Um dia chegou um chefe de polícia novo, vindo de algum lugar na Caxemira, e implicou com o Rangha, só porque era mais querido e respeitado do que ele. O mulá o evitava, mas o policial buscava sempre a oportunidade para provocá-lo por qualquer bobagem. Assim foi que numa manhã chuvosa e fria Ranghassirinawaranda observava a chuva debruçado na janela, quando viu o chefe de polícia cruzando a paisagem apressado, para não pegar um resfriado.
“Chefe de polícia”, gritou ele, “por que está correndo?

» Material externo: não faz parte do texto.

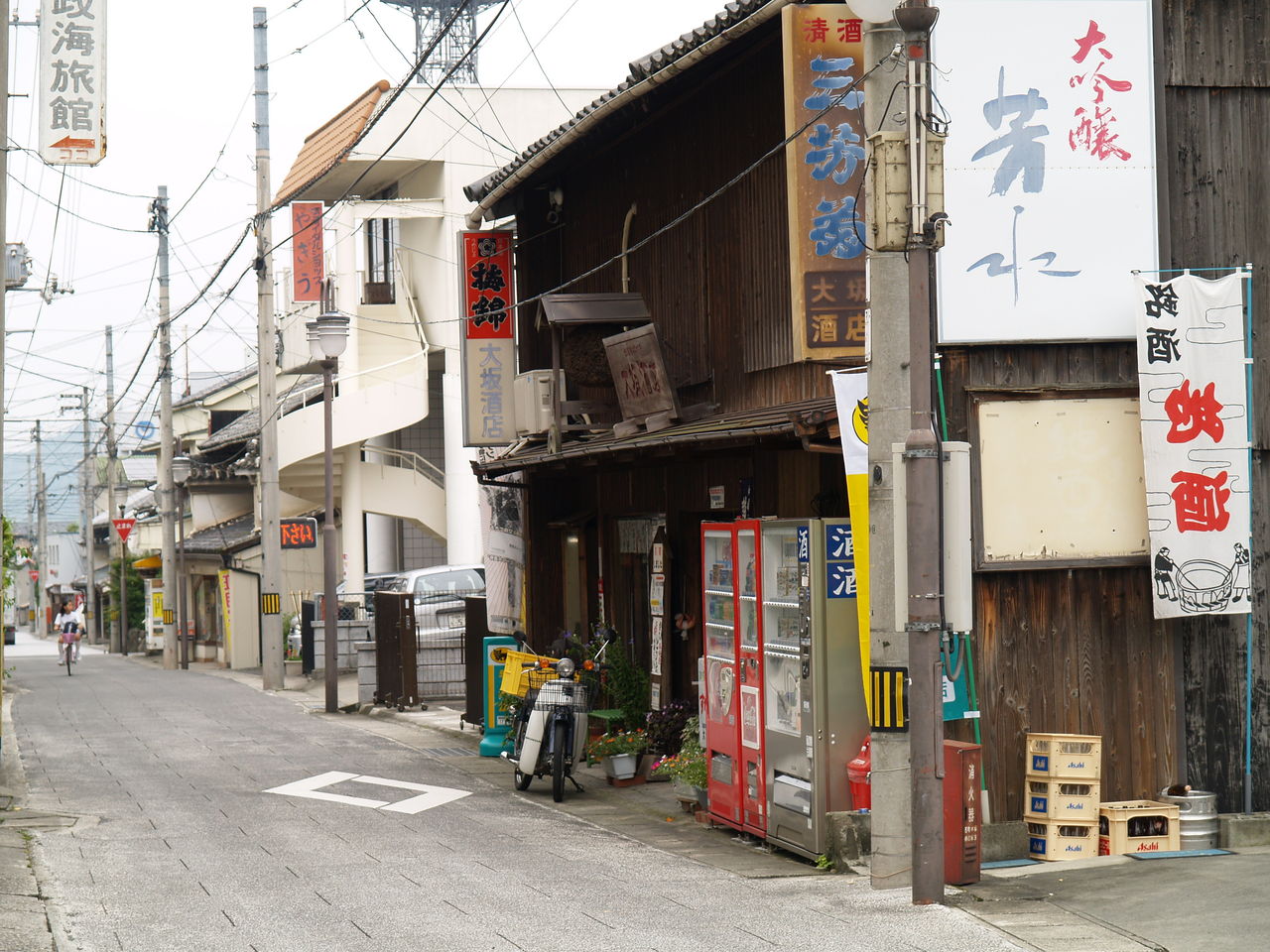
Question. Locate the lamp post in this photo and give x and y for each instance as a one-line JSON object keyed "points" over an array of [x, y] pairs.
{"points": [[182, 467], [327, 336]]}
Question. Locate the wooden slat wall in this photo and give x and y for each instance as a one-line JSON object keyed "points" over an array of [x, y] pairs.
{"points": [[717, 284]]}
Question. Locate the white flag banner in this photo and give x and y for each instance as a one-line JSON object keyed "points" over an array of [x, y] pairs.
{"points": [[1194, 405]]}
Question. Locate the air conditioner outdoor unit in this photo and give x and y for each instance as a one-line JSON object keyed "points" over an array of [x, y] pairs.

Não sabe que a chuva é uma dádiva dos céus?” Pego de surpresa, o outro diminuiu a marcha e passou a caminhar lentamente, receoso de que o mulá pudesse manchar sua reputação na comunidade.

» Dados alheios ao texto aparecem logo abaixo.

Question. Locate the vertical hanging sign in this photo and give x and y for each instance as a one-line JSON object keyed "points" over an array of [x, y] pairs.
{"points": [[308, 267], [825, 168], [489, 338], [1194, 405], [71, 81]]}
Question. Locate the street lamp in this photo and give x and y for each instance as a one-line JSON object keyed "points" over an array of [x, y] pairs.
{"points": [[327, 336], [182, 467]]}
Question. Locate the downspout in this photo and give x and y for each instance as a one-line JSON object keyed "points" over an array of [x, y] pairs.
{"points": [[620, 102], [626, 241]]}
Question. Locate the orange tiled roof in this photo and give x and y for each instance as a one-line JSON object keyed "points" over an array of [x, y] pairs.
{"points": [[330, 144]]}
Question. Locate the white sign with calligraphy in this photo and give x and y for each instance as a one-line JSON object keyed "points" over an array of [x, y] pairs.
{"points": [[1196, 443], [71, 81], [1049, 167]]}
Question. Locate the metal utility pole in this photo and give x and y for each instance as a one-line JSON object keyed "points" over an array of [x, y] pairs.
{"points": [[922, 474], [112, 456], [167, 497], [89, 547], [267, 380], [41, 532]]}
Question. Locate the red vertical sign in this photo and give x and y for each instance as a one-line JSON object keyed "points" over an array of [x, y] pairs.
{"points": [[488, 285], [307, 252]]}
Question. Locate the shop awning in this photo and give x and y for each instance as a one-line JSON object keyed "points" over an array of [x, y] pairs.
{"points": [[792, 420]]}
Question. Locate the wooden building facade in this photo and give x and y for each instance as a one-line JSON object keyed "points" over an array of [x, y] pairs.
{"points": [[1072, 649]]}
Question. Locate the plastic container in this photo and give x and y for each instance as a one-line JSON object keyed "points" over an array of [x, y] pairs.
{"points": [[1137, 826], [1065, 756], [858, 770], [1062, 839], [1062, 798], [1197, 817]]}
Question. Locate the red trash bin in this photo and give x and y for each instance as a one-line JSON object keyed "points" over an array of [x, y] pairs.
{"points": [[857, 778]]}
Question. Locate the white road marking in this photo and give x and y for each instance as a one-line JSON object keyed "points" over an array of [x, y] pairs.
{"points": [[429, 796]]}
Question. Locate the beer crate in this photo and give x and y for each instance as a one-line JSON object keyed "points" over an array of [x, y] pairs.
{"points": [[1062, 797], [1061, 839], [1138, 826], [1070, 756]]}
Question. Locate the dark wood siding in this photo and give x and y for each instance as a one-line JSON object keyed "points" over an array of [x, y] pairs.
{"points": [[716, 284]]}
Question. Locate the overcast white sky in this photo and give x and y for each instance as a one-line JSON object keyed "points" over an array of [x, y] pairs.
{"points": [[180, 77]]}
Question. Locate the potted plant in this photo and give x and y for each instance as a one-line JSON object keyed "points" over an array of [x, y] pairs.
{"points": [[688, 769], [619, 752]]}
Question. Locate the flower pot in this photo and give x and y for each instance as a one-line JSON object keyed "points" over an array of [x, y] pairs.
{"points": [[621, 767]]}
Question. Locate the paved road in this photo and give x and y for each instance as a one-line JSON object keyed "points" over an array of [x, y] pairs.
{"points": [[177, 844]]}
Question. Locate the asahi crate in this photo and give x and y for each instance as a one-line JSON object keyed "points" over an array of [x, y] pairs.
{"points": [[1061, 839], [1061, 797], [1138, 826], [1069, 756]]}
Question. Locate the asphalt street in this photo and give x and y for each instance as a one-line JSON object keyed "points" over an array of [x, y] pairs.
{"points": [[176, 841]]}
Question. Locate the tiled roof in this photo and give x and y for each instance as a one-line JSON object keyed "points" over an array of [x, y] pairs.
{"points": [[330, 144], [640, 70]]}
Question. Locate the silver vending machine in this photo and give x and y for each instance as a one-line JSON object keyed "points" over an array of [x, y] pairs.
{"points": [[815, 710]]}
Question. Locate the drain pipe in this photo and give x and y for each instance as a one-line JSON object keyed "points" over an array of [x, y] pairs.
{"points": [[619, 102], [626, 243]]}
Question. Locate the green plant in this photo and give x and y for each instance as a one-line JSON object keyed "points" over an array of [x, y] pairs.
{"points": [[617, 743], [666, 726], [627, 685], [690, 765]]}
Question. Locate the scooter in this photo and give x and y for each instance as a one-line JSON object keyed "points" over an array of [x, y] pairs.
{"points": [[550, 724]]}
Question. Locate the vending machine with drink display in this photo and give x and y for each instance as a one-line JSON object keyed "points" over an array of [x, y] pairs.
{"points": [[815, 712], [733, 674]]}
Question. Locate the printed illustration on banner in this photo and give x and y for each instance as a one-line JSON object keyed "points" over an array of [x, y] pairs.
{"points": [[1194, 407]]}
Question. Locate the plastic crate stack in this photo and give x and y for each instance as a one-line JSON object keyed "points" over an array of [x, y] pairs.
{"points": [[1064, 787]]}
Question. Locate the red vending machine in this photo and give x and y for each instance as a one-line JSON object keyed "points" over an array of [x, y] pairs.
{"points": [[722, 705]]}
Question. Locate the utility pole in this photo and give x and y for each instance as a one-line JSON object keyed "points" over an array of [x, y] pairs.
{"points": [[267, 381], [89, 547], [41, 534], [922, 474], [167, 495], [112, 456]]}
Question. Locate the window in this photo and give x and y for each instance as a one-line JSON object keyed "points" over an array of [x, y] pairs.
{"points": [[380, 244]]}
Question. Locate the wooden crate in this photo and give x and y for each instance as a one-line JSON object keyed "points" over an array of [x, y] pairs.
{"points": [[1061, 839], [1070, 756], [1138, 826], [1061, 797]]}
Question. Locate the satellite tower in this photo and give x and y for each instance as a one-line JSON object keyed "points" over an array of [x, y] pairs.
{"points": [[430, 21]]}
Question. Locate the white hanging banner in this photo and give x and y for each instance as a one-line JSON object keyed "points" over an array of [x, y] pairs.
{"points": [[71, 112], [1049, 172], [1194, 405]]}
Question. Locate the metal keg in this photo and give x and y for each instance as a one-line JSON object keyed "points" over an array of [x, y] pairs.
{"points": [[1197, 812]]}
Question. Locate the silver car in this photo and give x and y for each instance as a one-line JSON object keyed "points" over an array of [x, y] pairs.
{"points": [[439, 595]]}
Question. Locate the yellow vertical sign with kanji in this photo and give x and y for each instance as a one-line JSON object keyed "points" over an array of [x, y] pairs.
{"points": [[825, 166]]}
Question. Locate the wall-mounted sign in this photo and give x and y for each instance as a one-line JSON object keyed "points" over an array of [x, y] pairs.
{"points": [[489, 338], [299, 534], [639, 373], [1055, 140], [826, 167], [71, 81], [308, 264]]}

Dias depois, o chefe estava de pé à porta da chefatura, que é o lugar onde devem estar os chefes, admirando a chuva que caía a cântaros, quando viu Rangha correndo saltitante para não enfiar o pé nas poças do chão.
“Mulá”, repreendeu, “se esqueceu de que a chuva é uma dádiva dos céus?”

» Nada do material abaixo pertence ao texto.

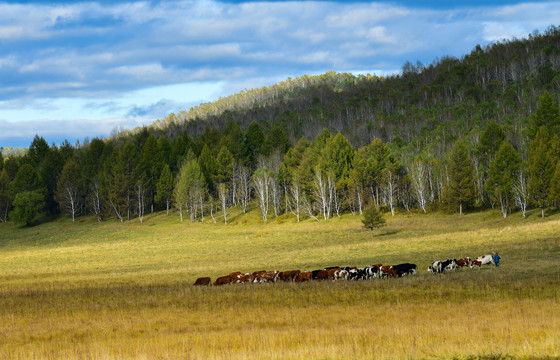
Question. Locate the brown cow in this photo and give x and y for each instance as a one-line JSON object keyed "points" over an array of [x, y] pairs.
{"points": [[288, 275], [267, 276], [223, 280], [387, 271], [304, 276], [203, 281], [323, 275]]}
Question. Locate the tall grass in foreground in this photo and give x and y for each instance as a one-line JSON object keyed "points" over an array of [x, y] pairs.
{"points": [[124, 291]]}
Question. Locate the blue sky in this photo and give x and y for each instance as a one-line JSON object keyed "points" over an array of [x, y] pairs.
{"points": [[77, 69]]}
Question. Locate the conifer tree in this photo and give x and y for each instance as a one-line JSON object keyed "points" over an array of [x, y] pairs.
{"points": [[28, 205], [254, 145], [5, 196], [460, 188], [502, 174], [373, 219], [67, 191], [164, 188], [546, 115]]}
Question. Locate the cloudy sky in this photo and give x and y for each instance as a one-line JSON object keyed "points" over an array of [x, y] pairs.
{"points": [[77, 69]]}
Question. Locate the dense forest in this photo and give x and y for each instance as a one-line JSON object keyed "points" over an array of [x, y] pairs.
{"points": [[481, 131]]}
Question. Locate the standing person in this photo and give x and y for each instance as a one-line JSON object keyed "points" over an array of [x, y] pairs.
{"points": [[497, 259]]}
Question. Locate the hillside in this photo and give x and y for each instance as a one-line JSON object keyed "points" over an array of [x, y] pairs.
{"points": [[112, 291], [426, 107], [471, 133]]}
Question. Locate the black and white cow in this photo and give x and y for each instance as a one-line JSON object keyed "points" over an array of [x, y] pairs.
{"points": [[405, 269], [435, 267], [442, 266], [486, 260]]}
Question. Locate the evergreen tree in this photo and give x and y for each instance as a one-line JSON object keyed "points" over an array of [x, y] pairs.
{"points": [[49, 172], [165, 187], [460, 188], [372, 219], [541, 168], [149, 168], [368, 167], [546, 115], [254, 145], [235, 139], [28, 206], [180, 147], [337, 157], [277, 140], [208, 166], [555, 185], [37, 152], [224, 166], [67, 192], [5, 195], [501, 176], [26, 179], [490, 141]]}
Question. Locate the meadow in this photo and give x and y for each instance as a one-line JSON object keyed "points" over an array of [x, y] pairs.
{"points": [[112, 290]]}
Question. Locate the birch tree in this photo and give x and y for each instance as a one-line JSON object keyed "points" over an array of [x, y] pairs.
{"points": [[67, 189], [224, 196], [520, 192], [419, 177], [261, 184]]}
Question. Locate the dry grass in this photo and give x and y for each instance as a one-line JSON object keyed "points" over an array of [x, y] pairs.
{"points": [[123, 291]]}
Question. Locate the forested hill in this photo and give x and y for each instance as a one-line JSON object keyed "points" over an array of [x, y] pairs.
{"points": [[427, 106], [482, 131]]}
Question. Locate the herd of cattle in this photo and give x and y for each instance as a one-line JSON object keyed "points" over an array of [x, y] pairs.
{"points": [[378, 271]]}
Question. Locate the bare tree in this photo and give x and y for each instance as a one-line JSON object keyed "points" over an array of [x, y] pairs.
{"points": [[96, 199], [390, 189], [243, 175], [70, 201], [223, 194], [307, 207], [140, 191], [321, 193], [275, 191], [295, 190], [261, 184], [419, 177], [520, 193]]}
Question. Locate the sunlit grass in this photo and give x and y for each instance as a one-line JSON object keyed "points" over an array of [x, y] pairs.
{"points": [[115, 290]]}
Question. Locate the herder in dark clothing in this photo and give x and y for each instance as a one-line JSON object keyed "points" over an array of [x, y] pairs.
{"points": [[497, 259]]}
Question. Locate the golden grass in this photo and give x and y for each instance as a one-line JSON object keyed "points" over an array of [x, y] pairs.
{"points": [[124, 291]]}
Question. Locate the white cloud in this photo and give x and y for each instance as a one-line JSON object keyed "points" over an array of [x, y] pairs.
{"points": [[94, 58]]}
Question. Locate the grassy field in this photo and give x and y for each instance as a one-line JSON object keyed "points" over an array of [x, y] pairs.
{"points": [[113, 290]]}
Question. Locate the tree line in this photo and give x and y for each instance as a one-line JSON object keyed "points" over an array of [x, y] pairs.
{"points": [[203, 178]]}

Rangha nem pestanejou, e sempre erguendo a bainha do sári de algodão grosso com as pontas dos dedos respondeu de longe:
“Não esqueci, chefe de polícia, é que não devo pisar na dádiva dos céus”. E seguiu caminho como um sapo desajeitado e magro.
Em outra ocasião, Ranghassirinawaranda jogava milho no terreiro junto de sua humilde casa, quando o chefe de polícia o foi perturbar:
“Mulá, para que está jogando milho no terreiro a esta hora?”
O mulá parou por um instante, fitou-o dentro dos grandes olhos negros e disse:
“É para afugentar os tigres selvagens”. O chefe de polícia soltou uma gargalhada:
“Ora, mulá, por aqui não existem tigres”.
“Então? Vê como funciona?” o esperto Rangha retrucou, para maior aborrecimento do desafeto.
Não sei bem que moral tirar das histórias do mulá Ranghassirinawaranda, só sei que me divirto sempre que as leio ou ouço. Como personagem burlesco, tem um quê de Macunaíma, Pedro Malasartes, Jeca Tatu e outros inspirados na nossa cultura mais popular que, infelizmente, parecem ter perdido em definitivo o espaço legítimo para as bruxas, duendes, gnomos e seres outros importados da Europa e da Escandinávia, através dos Estados Unidos e sua imposição cultural. Bem ou mal, o mulá guarda alguma matreirice subdesenvolvida bem próxima de nós.
Como o personagem de um conto do Augusto Boal no Pasquim, décadas e décadas atrás, que vendia amostras de fezes aos candidatos a emprego numa multinacional recém-instalada no país. Como quase não comia nem bebia, seu cocô era exemplar, puro, límpido, livre de contaminação…Bem, mas essa é história pra outra vez.


Comentário por André Jerônimo — 21 21UTC maio 21UTC 2007 (15:22)
eu conheço um “mulázinho” destes, chamado Seu Lunga.
Um dia ele chegou no botequim e peidu ao balconista.
- Me dê uma lapada de cana!
Logo em seguida, acaba a energia no ambiente. Então o balconista diz:
- Ih.. Seu Lunga, acabou a luz!!
Seu Lunga, de bate-pronto:
- Vim tomar aguardente, num foi choque!!